In the upper far right corner of the pic, it looks like plywood on plywood.. What did you use to adhere them to each other?


----------



## ThePoultryFarm

Also, forgot to say - are you going to put something on the backs of them to avoid getting your walls pooped on?


----------



## Shadybug Lofts

Where did you get those deep paper nest bowls.


----------



## Feathered Dragons

ThePoultryFarm said:


> Also, forgot to say - are you going to put something on the backs of them to avoid getting your walls pooped on?


I used a Kreg Jig to joint the plywood. You can get the complete kit at lowes for $139. They are great to have. As to your second question, no I'm not going to but anything on the back. The walls are old countertops and are nice and smooth. I have a small gap in the back so when I scrape I can push it out the back and it all falls to the floor.


----------



## Feathered Dragons

Shadybug Lofts said:


> Where did you get those deep paper nest bowls.

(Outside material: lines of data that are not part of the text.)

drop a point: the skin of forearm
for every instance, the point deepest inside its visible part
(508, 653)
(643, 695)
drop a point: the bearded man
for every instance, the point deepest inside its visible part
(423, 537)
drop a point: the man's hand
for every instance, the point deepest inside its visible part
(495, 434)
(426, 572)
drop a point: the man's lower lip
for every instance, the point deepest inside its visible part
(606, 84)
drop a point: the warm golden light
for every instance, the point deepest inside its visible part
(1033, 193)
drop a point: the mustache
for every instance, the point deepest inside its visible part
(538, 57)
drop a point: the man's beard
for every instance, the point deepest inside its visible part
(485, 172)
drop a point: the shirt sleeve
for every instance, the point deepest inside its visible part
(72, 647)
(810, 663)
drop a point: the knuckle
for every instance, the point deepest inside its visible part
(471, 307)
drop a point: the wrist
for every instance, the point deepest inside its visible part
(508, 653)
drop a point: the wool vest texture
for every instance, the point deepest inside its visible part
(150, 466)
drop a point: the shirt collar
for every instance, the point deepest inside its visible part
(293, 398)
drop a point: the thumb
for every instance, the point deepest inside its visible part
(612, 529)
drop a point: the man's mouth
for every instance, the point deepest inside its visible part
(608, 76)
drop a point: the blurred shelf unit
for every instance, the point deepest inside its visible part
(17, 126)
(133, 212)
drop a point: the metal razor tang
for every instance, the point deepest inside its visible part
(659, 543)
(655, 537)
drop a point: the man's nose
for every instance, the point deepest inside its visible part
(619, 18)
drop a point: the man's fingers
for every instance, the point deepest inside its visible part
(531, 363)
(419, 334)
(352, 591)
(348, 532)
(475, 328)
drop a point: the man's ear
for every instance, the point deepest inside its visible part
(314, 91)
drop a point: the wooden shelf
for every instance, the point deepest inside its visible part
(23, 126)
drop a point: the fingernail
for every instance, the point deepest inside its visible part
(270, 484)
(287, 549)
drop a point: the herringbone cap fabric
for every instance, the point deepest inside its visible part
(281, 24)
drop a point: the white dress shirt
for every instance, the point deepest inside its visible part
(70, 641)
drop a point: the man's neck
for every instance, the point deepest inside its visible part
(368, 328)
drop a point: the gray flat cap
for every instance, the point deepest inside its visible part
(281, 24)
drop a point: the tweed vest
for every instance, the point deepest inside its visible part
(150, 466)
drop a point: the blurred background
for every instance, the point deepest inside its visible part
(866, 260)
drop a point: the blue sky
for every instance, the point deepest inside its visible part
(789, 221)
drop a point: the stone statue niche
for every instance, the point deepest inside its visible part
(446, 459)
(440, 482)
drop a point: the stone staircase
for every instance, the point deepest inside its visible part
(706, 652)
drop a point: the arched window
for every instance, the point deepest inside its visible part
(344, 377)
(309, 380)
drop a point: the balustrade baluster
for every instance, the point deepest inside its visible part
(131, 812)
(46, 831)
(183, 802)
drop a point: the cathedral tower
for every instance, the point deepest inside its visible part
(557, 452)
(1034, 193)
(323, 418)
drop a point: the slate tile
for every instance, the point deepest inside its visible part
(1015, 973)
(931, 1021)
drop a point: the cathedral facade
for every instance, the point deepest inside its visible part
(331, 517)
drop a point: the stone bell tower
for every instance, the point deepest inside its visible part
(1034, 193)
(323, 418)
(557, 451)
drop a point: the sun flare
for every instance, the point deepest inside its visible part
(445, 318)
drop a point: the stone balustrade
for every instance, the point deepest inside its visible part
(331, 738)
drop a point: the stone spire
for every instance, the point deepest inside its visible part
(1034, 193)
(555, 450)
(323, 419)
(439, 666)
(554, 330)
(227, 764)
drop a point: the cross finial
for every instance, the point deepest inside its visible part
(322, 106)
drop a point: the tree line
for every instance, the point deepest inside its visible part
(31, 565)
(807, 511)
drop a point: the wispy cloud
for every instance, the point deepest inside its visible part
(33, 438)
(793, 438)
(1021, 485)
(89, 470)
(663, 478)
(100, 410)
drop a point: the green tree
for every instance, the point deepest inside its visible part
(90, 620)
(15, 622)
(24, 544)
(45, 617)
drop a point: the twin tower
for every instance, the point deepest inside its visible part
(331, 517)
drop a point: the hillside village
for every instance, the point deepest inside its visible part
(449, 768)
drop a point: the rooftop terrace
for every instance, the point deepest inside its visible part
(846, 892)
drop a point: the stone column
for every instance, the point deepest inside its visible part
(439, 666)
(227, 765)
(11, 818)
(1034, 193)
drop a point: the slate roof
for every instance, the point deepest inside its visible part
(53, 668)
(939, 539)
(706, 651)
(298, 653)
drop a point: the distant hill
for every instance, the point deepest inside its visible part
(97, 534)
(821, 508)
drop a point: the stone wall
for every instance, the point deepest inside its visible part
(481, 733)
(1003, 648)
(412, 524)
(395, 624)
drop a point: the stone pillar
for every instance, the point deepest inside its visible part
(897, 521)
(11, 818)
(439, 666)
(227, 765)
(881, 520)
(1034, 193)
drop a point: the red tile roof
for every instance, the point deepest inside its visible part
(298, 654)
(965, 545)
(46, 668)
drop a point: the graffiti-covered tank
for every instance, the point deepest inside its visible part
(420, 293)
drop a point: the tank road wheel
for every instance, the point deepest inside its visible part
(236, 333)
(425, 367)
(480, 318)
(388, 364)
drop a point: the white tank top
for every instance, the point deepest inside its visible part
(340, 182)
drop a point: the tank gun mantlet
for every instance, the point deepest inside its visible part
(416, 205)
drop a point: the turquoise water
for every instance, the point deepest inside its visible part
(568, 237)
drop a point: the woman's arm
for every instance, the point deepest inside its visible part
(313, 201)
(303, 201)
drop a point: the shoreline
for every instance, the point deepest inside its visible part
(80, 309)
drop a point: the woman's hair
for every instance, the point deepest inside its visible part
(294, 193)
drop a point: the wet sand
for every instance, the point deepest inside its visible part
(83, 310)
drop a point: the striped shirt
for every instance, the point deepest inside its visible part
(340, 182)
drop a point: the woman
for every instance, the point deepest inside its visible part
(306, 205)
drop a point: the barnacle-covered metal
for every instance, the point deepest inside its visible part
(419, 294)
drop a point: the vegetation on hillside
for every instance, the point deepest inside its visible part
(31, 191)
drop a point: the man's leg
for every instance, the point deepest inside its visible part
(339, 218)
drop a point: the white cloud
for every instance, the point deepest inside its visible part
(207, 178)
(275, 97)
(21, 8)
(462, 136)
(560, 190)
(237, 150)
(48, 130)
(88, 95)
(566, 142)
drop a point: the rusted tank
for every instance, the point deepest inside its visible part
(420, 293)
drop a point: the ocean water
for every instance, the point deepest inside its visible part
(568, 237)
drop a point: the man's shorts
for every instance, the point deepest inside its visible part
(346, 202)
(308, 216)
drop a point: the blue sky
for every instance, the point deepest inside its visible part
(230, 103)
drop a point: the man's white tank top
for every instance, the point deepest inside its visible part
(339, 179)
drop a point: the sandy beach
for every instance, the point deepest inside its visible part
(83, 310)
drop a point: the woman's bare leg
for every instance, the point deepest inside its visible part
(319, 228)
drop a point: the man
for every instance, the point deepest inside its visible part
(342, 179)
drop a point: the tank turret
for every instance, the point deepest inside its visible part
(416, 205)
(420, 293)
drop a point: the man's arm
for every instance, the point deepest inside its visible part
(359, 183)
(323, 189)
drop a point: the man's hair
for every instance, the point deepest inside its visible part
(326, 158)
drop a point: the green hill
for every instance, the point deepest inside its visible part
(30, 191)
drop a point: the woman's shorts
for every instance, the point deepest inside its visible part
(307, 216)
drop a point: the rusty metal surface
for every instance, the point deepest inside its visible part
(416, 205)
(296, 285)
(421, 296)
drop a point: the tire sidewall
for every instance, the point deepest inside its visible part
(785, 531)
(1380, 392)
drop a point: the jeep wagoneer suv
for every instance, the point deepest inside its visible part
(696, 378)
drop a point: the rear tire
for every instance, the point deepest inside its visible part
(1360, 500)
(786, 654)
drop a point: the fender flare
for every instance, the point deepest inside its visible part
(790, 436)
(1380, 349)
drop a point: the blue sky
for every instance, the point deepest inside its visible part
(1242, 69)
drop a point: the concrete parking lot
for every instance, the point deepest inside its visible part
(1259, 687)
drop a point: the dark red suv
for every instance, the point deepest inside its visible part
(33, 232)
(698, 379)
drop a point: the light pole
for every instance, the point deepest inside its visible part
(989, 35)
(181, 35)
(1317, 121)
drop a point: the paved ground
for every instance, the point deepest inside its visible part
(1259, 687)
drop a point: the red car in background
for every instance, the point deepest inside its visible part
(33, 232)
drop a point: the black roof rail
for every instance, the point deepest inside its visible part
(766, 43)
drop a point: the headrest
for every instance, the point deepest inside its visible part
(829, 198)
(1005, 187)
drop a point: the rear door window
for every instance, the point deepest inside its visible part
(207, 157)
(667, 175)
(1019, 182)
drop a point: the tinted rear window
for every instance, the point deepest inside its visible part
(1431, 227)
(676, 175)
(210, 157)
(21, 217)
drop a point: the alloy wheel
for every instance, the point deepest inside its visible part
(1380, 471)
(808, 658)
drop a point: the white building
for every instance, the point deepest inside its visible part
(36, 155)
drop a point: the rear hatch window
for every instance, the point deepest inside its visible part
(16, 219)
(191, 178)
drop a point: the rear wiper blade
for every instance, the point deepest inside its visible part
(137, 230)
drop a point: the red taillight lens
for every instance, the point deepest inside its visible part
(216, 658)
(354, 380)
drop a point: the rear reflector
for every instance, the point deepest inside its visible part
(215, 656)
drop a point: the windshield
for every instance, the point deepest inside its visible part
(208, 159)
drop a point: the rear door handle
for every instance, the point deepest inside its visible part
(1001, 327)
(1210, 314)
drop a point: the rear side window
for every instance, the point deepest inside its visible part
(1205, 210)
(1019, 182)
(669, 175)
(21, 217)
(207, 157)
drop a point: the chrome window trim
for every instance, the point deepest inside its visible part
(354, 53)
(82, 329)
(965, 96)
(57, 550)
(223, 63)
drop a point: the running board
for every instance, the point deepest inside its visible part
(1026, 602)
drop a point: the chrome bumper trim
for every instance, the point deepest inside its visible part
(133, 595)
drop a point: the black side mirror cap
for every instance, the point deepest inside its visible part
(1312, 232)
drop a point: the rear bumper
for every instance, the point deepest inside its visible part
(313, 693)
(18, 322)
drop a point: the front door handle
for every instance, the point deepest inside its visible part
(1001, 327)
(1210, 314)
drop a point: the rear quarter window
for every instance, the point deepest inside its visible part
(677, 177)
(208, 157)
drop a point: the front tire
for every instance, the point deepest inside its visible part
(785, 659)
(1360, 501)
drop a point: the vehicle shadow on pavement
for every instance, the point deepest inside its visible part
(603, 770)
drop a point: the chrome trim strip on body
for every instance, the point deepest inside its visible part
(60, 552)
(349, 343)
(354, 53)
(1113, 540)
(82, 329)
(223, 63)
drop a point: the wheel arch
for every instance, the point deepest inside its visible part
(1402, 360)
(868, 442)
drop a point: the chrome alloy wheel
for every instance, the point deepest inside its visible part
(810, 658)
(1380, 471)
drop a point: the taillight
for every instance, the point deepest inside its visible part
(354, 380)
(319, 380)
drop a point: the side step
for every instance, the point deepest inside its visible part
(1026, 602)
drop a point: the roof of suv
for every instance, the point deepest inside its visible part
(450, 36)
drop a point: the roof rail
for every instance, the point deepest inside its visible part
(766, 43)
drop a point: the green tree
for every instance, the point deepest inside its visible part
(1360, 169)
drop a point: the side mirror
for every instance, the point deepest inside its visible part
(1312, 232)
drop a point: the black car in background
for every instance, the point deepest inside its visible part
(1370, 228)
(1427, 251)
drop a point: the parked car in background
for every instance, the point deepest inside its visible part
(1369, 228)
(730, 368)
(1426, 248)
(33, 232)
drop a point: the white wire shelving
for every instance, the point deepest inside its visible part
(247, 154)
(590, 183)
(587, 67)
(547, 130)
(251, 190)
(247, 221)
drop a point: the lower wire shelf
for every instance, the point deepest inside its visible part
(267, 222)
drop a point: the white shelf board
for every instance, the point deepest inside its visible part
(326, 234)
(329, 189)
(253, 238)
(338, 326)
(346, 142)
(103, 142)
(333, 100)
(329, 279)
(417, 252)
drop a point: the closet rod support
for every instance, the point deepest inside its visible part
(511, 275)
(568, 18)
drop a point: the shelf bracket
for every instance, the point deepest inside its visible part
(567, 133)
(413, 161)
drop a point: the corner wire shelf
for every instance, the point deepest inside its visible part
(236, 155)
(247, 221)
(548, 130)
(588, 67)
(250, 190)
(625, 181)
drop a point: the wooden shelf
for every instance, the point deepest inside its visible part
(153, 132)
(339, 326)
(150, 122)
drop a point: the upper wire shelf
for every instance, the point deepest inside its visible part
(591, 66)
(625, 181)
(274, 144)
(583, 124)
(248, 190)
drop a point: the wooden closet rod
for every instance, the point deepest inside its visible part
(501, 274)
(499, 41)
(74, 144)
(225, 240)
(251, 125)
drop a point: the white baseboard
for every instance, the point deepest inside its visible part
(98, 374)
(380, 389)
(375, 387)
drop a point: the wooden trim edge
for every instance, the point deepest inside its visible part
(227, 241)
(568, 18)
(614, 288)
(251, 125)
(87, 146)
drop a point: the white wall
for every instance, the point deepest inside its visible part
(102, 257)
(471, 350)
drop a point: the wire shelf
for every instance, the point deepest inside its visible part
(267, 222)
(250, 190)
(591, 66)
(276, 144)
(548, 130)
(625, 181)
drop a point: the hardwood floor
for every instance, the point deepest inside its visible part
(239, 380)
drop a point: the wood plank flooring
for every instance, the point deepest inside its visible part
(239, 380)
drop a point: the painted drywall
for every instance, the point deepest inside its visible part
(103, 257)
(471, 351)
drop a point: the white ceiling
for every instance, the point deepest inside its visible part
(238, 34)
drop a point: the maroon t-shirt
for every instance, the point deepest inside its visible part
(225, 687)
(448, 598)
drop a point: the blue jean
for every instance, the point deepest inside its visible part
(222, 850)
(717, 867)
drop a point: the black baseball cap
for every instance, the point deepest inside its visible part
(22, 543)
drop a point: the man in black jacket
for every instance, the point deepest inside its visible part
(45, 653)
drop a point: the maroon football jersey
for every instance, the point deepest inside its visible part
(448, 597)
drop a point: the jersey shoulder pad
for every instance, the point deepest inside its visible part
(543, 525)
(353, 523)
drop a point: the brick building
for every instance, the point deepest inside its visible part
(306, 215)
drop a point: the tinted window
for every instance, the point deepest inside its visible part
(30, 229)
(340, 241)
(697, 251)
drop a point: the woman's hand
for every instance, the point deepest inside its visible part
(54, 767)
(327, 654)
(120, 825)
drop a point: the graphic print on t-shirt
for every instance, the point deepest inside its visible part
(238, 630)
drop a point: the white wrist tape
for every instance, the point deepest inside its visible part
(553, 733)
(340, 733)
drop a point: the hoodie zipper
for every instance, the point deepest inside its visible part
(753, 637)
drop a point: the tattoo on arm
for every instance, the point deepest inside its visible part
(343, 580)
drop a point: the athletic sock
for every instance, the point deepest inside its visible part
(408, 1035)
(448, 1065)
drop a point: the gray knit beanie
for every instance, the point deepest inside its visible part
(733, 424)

Foys or jedds I dont remember.


----------



## Shadybug Lofts

Thanks I will check


----------



## Feathered Dragons

Shadybug Lofts said:


> Where did you get those deep paper nest bowls.


See if this link works for you. Its from Jedds.

http://www.jedds.com/-strse-422/DISPOSABLE-DANDY-NEST-BOWL/Detail.bok


----------



## ThePoultryFarm

Ok, cool.

Foys sells the nest bowls too, around .50/ea.


----------